カヤックで大村湾 “散歩” 東彼杵『海が見える駅を海から見るツアー』 いつもの場所が違う世界に

千綿駅を出発するふたつ星と手を振って見送るツアー参加者=大村湾

 観光列車の旅の楽しみに「沿線の人たちの手を振っての歓迎」「ホームでのおもてなし」がある。観光列車を海上のカヤックで迎えようと、長崎県東彼東彼杵町のエコツアーガイド「ハーモナイズ。」は、予約制の「海が見える駅を海から見るツアー」をしている。海の上からのサプライズの歓迎に、JR千綿駅(平似田郷)の観光列車の乗客も手を振り返して心温まるひとときとなっている。
 昨年夏に始めた。月に数回、予約が入り、カヤッカーとホームの乗客が互いに手を振り合っている。
 海から見るツアーの目的地、千綿駅は、レトロな木造駅舎や大村湾を望む弓なりのホームが人気を誇る。乗降客よりも立ち寄り客が多い。昨年9月の西九州新幹線開業に伴い、在来線を走るJR九州の観光列車「ふたつ星4047(よんまるよんなな)」が10分間、停車するようになった。
 海から見るツアーは往復1時間半、約3.5キロの「船旅」。駅から約1キロ南にある里漁港が発着点になる。海上の安全と大漁を願う弁財天のほこらがある入り江からこぎ出す。参加者は「ハーモナイズ。」代表でガイドの新崎聖さん(42)から、カヤックの推進力となるパドルの使い方や操船、非常時の対処法を教わる。乗船してみると目線と海面との距離は近い。水をかく音を聞きながら、滑るような感覚で進む。

大村湾から眺める走行中のふたつ星

 大村線の鉄橋をくぐり港外へ。出航前にも普通列車が通り、タイミングが合えば列車を下から見上げられそうだ。時速は散歩と同じ4キロ程度。途中、カモメやウミウなどが海面から飛び立つ姿を眺めながら、千綿駅を目指した。
 この日は「風向きの影響でスローペース」(新崎さん)。午後4時20分前、汽笛を響かせ真っ白な車体のふたつ星が目の前を駆ける。一行は列車がホームに入る場面には立ち会えなかったものの、懸命にこぎ、停車時間内には間に合った。車窓やホームから大勢の人が海に向かって手を振っていた。
 「本来なら列車の乗客がもてなされる側。でも、海上という非日常の場所で迎えることで、手を振る側も主役になれる」と新崎さん。10分後、発車を告げるハンドベルが海上にも響き、ふたつ星は駅から離れた。

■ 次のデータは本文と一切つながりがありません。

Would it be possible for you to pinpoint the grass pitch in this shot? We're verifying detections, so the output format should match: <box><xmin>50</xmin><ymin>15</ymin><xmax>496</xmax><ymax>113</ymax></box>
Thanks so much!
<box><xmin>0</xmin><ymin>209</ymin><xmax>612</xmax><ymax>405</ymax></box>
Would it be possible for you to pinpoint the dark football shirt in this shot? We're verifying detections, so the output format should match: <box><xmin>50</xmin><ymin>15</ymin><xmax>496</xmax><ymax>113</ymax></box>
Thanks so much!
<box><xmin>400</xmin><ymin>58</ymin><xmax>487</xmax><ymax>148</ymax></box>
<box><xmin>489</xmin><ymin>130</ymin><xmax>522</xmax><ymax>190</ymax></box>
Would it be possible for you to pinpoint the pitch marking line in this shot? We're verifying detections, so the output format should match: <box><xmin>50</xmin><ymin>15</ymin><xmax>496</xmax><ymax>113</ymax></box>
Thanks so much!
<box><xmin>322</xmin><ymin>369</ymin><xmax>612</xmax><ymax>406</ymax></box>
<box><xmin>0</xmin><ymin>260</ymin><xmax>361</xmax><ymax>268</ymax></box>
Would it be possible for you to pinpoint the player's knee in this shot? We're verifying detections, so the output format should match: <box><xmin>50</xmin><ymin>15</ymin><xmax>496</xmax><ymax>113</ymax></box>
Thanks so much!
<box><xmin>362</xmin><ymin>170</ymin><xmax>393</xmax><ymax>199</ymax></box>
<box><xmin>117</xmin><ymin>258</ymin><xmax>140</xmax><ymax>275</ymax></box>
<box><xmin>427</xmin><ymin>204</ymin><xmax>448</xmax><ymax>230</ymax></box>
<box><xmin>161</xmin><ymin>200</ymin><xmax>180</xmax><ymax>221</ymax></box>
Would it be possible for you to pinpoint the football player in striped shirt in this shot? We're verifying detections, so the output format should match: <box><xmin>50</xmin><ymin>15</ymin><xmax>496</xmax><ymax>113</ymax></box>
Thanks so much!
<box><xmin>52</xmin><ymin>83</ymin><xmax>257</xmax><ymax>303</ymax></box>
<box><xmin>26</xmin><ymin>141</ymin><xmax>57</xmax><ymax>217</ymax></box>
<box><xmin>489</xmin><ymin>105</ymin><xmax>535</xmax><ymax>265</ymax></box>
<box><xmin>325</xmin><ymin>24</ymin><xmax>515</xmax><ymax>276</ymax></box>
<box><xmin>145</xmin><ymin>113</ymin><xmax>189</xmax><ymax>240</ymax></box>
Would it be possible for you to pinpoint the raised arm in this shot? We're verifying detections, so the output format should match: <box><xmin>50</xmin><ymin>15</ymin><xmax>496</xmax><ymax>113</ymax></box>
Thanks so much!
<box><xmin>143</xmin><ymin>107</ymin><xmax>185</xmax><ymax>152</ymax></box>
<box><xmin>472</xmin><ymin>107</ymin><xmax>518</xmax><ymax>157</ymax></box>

乗客もホームの人も、カヤッカーも手を振り合った。
 いつもはホームで迎える駅構内の生花店「ミドリブ」の堤彩子さん(41)は親子で参加した。「ほんの少しこぎ出すだけで、いつもの場所が違う世界に見えた。たくさん手を振ってもらいうれしい」
 新崎さんは長女の小学校進学を機に沖縄から移住した。「琴の海といわれるだけあって波静か。初心者でも操船がしやすい。ツアーを通じて自然環境の大切さにも気付いてもらえたら」と話した。